Personal information
- Full name: Minyahil Teshome Beyene
- Date of birth: 14 November 1985 (age 40)
- Place of birth: Addis Ababa, Ethiopia
- Height: 1.75 m (5 ft 9 in)
- Position: Midfielder

Team information
- Current team: Saint George

Senior career*
- Years: Team / Apps / (Gls)
- 2004–2012: Ethiopian Coffee
- 2012–2013: Dedebit
- 2013–: Saint George

International career^{‡}
- 2011–: Ethiopia / 22 / (1)

= Minyahil Teshome =

Ethiopian footballer (born 1985)

Minyahil Teshome (ምንያህል ተሾመ, born 14 November 1985) is an Ethiopian footballer. He currently plays for Saint George, based in Addis Ababa, Ethiopia.

==Career==

Minyahil is a left-footed.
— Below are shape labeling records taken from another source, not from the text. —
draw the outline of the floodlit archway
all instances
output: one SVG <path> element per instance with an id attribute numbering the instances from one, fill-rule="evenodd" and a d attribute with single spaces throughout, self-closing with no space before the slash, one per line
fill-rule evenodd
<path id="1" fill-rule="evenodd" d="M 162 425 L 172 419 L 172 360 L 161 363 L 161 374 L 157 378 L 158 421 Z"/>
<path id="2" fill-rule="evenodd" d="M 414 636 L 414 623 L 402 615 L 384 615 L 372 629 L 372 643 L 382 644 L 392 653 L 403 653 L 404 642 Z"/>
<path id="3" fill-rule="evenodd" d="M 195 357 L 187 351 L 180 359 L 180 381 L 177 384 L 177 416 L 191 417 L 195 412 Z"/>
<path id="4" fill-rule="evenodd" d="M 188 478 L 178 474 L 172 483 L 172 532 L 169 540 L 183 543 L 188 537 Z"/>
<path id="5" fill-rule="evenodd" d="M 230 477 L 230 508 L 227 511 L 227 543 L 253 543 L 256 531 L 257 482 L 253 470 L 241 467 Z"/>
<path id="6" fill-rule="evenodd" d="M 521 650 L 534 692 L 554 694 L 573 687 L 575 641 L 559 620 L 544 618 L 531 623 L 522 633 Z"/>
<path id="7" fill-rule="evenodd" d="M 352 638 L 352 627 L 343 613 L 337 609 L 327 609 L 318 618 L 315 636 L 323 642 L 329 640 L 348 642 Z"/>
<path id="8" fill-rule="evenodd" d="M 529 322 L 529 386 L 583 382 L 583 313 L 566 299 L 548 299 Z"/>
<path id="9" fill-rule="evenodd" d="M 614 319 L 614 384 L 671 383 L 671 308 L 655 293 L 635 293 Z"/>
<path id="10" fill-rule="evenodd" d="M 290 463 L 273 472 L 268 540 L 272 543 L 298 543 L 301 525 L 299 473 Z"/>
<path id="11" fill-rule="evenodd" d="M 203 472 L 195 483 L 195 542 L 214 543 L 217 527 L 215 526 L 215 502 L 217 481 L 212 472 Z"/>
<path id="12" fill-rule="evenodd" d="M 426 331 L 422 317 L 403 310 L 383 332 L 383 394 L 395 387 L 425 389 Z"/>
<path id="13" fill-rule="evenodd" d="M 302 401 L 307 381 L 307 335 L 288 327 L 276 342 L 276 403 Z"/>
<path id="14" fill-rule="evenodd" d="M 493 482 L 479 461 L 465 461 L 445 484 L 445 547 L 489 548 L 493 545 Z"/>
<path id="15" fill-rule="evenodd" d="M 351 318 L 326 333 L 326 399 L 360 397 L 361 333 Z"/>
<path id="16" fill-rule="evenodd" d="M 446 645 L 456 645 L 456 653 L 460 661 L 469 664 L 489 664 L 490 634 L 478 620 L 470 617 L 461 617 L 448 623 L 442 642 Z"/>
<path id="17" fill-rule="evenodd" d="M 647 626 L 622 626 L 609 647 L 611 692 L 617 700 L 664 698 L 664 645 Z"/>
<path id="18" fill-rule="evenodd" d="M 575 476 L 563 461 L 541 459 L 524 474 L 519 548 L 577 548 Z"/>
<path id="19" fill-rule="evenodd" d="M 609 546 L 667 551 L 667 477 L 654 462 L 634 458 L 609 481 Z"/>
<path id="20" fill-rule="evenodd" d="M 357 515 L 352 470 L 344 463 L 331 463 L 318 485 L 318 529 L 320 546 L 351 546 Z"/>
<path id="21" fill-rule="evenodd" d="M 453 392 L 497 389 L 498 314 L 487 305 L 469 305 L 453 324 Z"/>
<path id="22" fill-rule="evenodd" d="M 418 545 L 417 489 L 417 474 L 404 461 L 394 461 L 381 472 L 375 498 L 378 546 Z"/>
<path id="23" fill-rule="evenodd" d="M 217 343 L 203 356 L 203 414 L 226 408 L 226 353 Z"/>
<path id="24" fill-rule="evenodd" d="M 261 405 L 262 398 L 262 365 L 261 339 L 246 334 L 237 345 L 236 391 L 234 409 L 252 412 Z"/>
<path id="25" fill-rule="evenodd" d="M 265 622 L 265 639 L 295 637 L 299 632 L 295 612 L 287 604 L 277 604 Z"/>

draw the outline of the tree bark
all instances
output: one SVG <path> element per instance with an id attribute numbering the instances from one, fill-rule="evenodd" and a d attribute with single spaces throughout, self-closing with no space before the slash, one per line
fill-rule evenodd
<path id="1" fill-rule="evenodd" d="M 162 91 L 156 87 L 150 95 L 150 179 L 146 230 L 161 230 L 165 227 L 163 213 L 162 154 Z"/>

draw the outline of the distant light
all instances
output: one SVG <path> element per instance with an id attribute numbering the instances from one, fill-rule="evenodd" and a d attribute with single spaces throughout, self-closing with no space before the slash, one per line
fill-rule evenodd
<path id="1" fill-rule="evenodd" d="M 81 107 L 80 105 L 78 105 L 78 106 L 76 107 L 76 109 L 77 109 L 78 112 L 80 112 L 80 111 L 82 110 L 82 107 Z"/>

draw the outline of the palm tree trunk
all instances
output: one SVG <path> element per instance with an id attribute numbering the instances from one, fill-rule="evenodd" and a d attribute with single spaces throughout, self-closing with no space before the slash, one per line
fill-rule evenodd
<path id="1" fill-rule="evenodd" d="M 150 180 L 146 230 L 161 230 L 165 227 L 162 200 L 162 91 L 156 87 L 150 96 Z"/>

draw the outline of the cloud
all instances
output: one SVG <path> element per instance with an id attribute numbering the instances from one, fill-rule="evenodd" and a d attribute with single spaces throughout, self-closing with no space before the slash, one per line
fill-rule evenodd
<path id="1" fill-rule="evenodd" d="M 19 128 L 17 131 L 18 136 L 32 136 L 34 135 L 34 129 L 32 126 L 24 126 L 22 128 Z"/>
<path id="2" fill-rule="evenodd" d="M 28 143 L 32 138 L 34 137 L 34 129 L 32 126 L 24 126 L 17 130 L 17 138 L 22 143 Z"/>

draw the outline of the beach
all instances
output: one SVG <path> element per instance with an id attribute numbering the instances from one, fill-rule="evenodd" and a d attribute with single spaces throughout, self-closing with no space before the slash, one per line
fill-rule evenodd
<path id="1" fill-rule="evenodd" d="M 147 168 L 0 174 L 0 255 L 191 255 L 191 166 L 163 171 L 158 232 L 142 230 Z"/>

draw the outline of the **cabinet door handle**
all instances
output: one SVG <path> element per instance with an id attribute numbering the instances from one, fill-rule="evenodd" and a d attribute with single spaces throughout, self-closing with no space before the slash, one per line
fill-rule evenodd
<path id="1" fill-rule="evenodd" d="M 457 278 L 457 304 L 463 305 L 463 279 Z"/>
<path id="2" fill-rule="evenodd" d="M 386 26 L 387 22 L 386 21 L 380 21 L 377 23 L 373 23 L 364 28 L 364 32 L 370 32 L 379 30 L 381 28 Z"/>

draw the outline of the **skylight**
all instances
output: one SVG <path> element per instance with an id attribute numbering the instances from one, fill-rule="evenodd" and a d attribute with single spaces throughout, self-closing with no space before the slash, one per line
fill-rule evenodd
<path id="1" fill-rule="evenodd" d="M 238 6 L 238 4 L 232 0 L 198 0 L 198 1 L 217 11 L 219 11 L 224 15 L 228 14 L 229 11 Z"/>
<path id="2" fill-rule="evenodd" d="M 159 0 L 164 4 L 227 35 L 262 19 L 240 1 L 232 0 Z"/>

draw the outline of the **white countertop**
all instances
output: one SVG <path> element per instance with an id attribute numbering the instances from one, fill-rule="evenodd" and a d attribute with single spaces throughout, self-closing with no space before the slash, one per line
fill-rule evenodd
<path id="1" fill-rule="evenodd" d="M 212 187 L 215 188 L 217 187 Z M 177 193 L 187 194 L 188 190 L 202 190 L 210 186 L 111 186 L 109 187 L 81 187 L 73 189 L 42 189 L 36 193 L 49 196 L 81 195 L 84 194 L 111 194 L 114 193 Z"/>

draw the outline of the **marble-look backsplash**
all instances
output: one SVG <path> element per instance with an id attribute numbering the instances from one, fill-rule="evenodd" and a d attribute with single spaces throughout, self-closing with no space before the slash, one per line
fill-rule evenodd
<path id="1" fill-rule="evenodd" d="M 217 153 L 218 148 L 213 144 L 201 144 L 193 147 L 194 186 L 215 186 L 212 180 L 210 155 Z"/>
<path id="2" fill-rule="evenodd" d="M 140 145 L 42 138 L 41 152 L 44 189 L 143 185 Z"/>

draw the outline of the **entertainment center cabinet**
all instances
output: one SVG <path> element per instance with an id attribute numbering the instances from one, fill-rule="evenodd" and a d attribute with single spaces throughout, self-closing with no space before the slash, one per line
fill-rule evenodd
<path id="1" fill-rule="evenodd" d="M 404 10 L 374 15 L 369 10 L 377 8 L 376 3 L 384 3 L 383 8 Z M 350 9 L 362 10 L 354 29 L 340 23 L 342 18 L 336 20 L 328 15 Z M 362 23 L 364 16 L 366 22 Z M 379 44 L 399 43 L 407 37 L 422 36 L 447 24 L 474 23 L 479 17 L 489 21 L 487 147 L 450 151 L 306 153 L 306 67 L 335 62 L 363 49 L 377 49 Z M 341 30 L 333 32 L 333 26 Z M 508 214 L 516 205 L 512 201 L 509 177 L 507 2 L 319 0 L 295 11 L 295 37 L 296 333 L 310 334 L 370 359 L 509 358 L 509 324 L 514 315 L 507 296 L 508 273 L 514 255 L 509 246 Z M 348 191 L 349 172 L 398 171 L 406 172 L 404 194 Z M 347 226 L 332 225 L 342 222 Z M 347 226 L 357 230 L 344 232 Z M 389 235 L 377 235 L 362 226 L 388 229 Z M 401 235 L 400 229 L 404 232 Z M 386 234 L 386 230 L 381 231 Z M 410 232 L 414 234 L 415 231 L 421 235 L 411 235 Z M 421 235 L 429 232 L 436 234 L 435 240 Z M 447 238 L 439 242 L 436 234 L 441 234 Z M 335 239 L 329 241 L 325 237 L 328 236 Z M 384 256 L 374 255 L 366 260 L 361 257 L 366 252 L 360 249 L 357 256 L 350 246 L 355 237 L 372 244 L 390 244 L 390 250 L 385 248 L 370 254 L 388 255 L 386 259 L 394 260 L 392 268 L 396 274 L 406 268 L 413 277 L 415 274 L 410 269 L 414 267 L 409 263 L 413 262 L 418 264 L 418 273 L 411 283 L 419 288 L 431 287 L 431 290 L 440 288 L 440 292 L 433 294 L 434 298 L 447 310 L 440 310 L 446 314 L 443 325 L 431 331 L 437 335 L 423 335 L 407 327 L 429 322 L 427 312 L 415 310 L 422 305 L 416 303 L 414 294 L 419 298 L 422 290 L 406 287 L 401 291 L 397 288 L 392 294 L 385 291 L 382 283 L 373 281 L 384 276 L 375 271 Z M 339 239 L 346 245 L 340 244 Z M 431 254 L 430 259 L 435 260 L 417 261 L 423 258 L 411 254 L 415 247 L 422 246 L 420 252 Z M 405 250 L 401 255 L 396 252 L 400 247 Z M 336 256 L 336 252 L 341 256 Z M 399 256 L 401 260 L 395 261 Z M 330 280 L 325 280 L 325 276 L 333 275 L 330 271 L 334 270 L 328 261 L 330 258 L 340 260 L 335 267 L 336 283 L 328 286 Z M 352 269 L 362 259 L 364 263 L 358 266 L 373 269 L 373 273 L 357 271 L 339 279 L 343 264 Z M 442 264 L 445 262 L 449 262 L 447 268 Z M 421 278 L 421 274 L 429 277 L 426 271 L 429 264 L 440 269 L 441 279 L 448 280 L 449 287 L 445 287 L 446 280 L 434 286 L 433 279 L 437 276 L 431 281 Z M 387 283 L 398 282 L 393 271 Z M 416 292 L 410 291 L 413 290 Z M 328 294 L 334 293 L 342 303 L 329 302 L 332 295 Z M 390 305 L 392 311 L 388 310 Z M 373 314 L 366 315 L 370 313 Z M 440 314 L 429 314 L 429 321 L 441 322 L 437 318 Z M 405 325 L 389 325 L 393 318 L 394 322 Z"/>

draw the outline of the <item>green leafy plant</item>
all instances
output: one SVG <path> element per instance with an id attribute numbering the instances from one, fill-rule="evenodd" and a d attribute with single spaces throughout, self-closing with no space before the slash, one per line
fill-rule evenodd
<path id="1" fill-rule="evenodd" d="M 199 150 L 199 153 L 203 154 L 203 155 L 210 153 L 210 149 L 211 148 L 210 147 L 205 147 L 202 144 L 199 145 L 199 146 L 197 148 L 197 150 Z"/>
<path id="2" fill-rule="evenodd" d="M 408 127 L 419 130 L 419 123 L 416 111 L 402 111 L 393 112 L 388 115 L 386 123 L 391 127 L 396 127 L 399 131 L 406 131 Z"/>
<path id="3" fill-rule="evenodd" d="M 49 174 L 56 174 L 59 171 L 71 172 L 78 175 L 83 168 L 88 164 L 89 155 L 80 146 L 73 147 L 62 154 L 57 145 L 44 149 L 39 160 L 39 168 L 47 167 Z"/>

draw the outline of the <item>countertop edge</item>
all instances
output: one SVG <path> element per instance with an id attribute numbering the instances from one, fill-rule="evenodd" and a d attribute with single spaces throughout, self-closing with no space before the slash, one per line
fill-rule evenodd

He began his career with Ethiopian Coffee FC, and joined Dedebit in 2012.

==International career==
He is part of the Ethiopia national football team since 2011. He is on the list for 2013 African Nations Cup.

In January 2014, coach Sewnet Bishaw invited him to be a part of the Ethiopia squad for the 2014 African Nations Championship. The team was eliminated in the group stages after losing to Congo, Libya and Ghana.